In questo mesto pianeta vi sono grandi possibilità per l’odio, il risentimento, la crudeltà, la cattiveria gratuita, ma a questa pletora di male cerco di opporre l’amor proprio e non mi cimento in guerre né battaglie che risultino al di là della mia portata. Non sono un egoista, bensì un aspirante autarchico. Non ho fiducia nei miei simili e non credo nemmeno alla verità, perciò posso saltare a piè pari quelle menzogne che già da lontano si presentino come tali. Non ricevo su appuntamento per i prossimi eoni, ho troppe galassie da visitare sotto molteplici forme d’esistenza. “Non torno subito”, farò scrivere sulla mia lapide o forse lascerò questo proposito nell’astratto campo delle intenzioni e, più prosaicamente, me ne sbatterò i coglioni.
Per manutenere il presente coltivo interessi e passioni edificanti, tuttavia non affretto la loro opera qualora le circostanze non mi permettano di accelerarne le procedure, difatti se mi crucciassi per l’anticipo della loro realizzazione finirei per tradire lo scopo precipuo del loro perseguimento, ovvero una forma di corrispondenza e un certo grado di adesione al cosiddetto presente. Svincolo dai dettami di un tempo (im)propriamente detto per non affrontare pastoie maggiori di quelle che già predefinisce ogni esistenza in quanto tale.

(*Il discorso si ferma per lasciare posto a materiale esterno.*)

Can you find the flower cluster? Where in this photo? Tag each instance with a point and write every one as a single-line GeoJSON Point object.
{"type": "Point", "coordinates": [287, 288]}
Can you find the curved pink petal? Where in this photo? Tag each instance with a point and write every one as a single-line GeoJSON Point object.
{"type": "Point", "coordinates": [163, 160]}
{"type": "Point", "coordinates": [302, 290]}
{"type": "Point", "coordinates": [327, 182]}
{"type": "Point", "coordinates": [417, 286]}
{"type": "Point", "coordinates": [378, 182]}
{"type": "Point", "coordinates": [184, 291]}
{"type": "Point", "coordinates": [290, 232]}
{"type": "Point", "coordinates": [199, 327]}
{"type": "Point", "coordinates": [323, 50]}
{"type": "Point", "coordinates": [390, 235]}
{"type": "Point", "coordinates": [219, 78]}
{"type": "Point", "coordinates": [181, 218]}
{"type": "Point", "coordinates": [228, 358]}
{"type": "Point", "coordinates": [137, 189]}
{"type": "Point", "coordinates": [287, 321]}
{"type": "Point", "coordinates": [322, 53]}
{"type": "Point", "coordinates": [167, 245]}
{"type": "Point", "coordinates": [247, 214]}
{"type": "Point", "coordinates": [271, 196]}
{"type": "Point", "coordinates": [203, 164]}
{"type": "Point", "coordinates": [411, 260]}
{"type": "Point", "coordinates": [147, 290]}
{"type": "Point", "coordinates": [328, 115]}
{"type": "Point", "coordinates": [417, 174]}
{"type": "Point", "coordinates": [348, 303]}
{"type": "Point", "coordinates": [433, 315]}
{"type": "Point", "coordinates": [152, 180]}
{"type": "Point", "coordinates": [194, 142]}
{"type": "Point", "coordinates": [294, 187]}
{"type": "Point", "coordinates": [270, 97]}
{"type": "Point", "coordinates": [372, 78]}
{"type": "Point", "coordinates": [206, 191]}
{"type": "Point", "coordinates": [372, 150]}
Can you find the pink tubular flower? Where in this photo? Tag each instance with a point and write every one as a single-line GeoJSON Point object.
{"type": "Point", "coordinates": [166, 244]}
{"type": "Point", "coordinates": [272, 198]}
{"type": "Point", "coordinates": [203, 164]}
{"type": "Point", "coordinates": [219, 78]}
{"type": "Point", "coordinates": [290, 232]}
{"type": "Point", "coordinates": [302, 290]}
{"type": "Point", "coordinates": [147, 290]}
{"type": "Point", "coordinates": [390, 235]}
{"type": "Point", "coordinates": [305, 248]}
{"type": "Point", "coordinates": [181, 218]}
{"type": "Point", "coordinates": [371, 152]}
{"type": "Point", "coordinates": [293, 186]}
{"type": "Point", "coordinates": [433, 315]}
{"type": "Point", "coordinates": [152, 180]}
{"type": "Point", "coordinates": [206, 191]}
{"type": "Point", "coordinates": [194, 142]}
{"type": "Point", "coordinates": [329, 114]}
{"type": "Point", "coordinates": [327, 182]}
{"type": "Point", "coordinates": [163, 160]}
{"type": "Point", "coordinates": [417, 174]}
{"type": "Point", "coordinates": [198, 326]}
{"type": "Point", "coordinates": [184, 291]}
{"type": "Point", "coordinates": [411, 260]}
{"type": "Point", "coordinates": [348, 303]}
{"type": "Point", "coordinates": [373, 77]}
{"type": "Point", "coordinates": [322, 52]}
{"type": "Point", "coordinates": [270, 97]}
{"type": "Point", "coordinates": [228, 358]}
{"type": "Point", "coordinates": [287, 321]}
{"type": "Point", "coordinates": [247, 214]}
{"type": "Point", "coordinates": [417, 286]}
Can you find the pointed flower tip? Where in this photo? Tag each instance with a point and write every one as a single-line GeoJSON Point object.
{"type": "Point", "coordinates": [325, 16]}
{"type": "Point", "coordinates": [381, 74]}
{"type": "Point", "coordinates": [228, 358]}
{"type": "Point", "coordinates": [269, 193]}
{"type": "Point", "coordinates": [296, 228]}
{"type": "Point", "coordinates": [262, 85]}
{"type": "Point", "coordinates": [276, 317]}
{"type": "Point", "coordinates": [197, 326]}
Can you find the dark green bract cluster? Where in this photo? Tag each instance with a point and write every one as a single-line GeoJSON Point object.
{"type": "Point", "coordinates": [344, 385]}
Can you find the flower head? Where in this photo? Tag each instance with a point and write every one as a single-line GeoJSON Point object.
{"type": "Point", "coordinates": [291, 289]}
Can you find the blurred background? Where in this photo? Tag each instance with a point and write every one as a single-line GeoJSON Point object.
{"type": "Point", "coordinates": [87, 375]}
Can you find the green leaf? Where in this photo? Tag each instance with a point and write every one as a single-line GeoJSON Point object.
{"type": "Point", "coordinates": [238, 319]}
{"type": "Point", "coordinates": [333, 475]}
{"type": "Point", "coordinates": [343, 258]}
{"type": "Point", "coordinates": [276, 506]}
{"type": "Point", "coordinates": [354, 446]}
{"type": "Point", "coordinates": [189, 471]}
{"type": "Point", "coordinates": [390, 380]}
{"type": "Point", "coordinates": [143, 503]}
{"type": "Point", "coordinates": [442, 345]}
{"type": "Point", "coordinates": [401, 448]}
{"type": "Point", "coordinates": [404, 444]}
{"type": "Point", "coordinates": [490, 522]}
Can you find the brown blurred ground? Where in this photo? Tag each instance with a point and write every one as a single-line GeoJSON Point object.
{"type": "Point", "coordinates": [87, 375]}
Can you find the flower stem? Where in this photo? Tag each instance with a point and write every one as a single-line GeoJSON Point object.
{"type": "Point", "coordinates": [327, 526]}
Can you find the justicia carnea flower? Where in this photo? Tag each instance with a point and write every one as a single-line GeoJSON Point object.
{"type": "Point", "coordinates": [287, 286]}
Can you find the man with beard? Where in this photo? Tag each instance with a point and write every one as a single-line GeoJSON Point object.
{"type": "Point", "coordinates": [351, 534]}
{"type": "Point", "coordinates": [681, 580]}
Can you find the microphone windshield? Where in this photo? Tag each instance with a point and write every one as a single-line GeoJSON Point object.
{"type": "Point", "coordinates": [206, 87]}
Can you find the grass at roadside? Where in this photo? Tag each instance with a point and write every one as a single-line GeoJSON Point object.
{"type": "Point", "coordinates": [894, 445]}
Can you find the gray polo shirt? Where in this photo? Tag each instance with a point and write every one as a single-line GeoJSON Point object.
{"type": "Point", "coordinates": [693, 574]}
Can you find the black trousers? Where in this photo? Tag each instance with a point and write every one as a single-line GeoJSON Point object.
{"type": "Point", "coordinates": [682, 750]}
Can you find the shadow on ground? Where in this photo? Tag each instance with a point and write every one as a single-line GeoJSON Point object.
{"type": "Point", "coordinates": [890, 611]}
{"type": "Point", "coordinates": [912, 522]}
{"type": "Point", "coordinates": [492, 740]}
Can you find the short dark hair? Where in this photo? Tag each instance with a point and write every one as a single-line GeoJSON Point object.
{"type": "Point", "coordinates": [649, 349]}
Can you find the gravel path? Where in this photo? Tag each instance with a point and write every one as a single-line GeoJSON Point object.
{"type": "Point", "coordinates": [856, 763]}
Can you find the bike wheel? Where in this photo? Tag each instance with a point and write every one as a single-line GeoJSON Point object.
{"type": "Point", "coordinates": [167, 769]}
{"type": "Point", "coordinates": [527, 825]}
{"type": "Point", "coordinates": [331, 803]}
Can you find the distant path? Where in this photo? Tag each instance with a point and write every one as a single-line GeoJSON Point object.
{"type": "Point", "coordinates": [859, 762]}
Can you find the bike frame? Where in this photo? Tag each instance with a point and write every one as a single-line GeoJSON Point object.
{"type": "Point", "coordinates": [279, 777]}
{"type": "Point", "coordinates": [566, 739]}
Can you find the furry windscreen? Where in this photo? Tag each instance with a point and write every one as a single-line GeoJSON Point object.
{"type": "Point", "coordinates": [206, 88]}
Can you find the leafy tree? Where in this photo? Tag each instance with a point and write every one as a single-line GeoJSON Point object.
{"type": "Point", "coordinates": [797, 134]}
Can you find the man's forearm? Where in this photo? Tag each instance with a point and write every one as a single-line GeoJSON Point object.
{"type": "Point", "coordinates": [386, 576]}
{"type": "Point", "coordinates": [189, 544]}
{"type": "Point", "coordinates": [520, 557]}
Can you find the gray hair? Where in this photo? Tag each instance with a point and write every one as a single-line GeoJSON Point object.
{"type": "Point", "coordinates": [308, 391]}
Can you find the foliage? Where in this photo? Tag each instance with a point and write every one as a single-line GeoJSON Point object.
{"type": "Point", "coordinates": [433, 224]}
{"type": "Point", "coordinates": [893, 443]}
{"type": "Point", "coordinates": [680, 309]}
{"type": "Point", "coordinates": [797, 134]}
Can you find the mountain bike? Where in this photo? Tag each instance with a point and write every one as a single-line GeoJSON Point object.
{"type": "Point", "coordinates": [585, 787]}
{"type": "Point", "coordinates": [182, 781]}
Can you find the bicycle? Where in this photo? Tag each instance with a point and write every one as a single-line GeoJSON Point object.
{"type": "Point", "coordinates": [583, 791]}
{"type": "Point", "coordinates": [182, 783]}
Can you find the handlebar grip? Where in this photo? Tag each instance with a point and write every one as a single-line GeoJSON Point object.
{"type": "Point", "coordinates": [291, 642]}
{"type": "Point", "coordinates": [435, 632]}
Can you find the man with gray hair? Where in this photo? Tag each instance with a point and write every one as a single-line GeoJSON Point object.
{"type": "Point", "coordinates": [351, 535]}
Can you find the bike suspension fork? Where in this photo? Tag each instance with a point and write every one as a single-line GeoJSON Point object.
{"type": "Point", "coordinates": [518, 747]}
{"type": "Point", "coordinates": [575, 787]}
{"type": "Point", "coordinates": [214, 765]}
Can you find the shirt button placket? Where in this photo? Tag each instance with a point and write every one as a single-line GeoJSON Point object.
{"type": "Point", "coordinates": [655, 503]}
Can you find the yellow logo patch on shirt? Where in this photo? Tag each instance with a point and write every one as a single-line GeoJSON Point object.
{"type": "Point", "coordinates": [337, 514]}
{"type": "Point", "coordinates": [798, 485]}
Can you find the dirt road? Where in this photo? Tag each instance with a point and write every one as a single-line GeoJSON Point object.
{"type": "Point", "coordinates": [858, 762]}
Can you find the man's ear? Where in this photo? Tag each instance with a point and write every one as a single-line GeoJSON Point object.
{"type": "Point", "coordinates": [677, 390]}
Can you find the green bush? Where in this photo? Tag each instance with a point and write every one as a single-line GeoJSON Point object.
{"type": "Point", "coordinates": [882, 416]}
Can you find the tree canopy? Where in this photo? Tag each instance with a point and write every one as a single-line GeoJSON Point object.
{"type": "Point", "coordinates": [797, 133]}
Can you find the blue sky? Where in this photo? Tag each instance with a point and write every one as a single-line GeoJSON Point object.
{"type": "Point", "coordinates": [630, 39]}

Ho molti spunti da assecondare e per mio personale gaudio mi sarebbe piaciuto che essi avessero già preso forma, ma in ogni campo gli sviluppi di un iter sanno sottrarsi alla pretese di chi voglia calendarizzarne ogni aspetto. A volte non si può avere tutto e subito, altre non si può mai avere niente, ma tra questi antipodi vi sono scenari ibridi che costellano la volta delle volizioni e conferiscono loro parte del senso ultimo di cui si fanno latrici.